Bu konuda gözden kaçan önemli bir nokta olduğunu vurgulayan Özüdoğru, şunları söyledi:
“Belediye işçilerinin yarısından fazlası Jeotermal AŞ işçisi. Belediye olarak bu işçilerin her ay hak edişlerini ve sigorta primlerini ödüyoruz. Geçmişten başlayarak belediye olarak yıllardır SGK primlerini ödemişim. Şirket bunun ekonomik karşılığını belediyeden almış. Eylül ayında, yine 2008-2009 yıllarından başlayarak birikmiş olan SGK prim borçları, kıdem tazminatları ve diğer borçlarından kaynaklı olarak sermaye artışı kararı almışsın. Şimdi de Aralık ayı belediye meclisinde, hem Dikili Belediyesi’nin hem de Dikili Jeotermal A.Ş’nin SGK’ya birikmiş borçları için belediyeye ait 44 adet gayrimenkul ile mahsuplaştırılması kararı alıyorsun.

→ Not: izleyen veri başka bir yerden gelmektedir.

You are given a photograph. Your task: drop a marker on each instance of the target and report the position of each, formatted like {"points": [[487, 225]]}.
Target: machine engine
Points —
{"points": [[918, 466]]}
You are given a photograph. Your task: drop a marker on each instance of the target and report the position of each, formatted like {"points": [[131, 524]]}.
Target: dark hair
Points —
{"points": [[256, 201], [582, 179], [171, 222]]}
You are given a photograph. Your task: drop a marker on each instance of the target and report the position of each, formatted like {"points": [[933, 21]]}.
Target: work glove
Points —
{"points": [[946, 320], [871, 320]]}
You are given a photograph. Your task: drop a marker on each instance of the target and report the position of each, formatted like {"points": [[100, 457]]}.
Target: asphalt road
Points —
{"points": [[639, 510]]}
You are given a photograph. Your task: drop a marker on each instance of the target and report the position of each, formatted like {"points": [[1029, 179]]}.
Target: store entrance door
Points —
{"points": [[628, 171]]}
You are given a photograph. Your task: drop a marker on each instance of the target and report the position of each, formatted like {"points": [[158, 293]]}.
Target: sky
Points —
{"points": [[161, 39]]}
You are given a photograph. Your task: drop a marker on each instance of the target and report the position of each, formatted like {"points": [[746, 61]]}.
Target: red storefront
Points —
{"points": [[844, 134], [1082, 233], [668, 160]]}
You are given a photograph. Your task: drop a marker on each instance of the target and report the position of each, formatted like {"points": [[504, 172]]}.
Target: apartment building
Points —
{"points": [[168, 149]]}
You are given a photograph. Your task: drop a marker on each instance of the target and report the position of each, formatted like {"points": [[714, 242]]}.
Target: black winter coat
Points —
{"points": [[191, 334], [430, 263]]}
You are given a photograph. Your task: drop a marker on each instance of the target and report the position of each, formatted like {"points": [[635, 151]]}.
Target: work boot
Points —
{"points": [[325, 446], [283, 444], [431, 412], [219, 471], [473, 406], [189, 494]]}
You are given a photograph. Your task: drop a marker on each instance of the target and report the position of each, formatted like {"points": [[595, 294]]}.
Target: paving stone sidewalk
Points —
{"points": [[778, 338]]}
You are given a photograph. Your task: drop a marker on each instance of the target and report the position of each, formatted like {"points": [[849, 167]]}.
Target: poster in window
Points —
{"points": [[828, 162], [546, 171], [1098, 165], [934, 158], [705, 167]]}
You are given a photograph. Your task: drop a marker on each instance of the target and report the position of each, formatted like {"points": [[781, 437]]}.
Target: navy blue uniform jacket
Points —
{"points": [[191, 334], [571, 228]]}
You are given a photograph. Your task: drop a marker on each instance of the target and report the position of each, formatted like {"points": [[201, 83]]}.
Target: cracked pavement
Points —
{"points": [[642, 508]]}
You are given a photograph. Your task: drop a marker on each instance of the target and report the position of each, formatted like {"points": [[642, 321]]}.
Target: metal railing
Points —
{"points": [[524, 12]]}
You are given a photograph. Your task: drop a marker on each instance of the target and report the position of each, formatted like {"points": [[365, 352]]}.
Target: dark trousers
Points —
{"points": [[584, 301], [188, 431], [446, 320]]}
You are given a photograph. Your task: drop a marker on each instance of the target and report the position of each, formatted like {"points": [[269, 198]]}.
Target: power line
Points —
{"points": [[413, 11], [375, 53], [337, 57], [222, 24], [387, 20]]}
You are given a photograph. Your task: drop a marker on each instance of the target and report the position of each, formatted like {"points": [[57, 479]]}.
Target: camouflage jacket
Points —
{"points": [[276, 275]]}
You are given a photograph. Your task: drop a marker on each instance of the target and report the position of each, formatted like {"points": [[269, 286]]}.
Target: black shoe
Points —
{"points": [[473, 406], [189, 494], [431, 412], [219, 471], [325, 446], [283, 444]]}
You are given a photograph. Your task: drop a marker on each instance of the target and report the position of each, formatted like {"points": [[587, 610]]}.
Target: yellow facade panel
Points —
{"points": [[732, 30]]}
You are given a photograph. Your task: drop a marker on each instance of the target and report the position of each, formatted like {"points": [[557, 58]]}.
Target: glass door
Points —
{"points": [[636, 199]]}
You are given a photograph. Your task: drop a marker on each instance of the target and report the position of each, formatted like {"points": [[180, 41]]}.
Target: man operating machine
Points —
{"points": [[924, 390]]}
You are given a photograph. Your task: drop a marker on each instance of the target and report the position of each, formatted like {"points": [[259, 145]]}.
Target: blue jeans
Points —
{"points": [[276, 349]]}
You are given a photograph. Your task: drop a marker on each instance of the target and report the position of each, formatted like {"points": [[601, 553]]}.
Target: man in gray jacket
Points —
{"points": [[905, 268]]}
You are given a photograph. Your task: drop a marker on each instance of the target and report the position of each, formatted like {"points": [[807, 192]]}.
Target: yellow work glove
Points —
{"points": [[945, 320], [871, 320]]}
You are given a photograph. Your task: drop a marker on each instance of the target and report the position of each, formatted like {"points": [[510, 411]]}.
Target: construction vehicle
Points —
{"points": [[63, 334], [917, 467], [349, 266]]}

Bir borç için 3 kez defaten ödemeye yönelik bir karar aldırmaya çalışıyorsun. Bütün bunlar zaman içerisinde gerek Dikili Belediye Başkanını, gerekse bu kararı alanları, gerekse belediye meclisini ve oradaki belgelere imza koyan bürokrasi kanadındaki arkadaşlarımızı zor durumda bırakır” dedi.